Mobile units speed acute stroke management
MedWire News: Use of an ambulance equipped with a mobile stroke unit (MSU) can half the delay between the emergency call and the therapy decision, shows a randomized trial.
"The MSU strategy offers a potential solution to the medical problem of the arrival of most stroke patients at the hospital too late for treatment… and substantially breaks, to our knowledge, all reported times [for] stroke management," said lead author Klaus Fassbender (University of the Saarland, Homburg, Germany) in a press statement.
The trial, which is published in The Lancet Neurology, included 100 patients who contacted the emergency services within 2.5 hours of stroke symptom onset. Rather than randomizing individual patients, the trial used a randomization pattern whereby all patients recruited in a specific week underwent diagnostic workup in the MSU and all those recruited the next week received all their care in hospital.
A total of 53 patients underwent treatment in the MSU, which was equipped with a computed tomography scanner, a point-of-care laboratory, and a telemedicine connection. These patients received a therapy decision a median of 35 minutes after alerting the emergency medical services.
By contrast, the 47 patients who received all their care in hospital had a median time of 76 minutes between the emergency call and the therapy decision, which was a significant 41 minutes longer.
Among patients eligible for thrombolysis, use of the MSU reduced the median time between symptom onset and treatment by 80 minutes, from 153 to 72 minutes.
However, there were no detectable differences between the groups in neurologic or functional outcomes at day 1 or day 7. For example, median National Institutes of Health Stroke Scale scores at day 7 were 2 and 4 in the MSU and hospital treatment groups, respectively.
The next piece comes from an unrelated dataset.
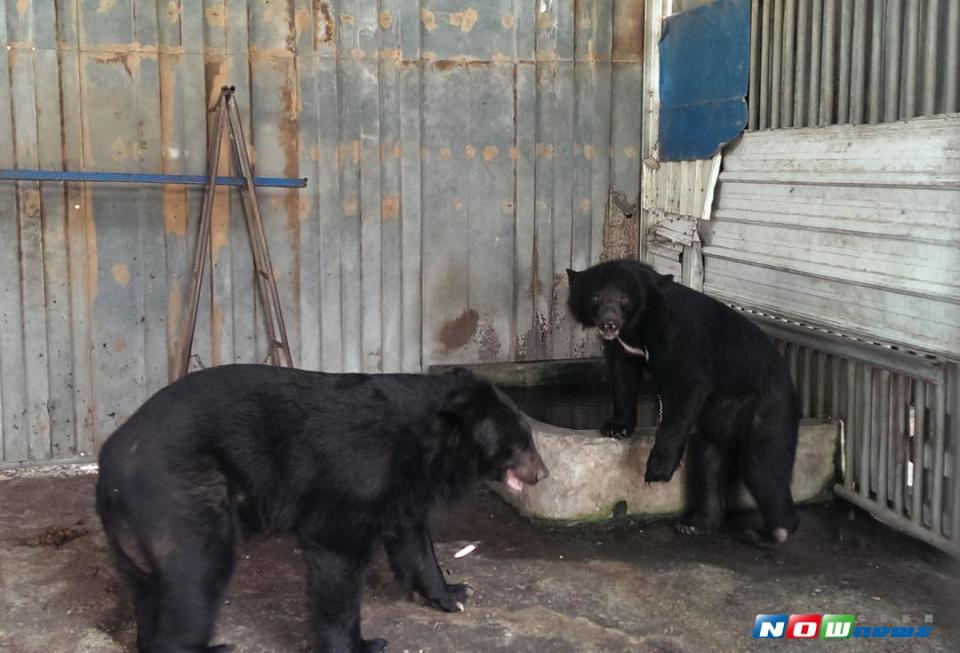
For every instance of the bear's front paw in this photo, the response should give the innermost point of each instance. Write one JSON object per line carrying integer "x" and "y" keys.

Safety endpoints, including intracranial hemorrhage, did not differ between the groups.
In an accompanying commentary, Peter Rothwell and Alastair Buchan (John Radcliffe Hospital, Oxford, UK) note that the open design of the trial makes the secondary clinical endpoints subject to bias, and that in any case, the trial was too small to allow reliable interpretation of clinical outcomes.
They add: "The MSU would potentially work less well in rural areas in which locally based ambulances might be able to get patients to hospital about as quickly as a hospital-situated MSU could get out to the patient. Nevertheless, this trial has shown convincingly that in at least some settings an MSU-based service is feasible and can substantially reduce delays to treatment."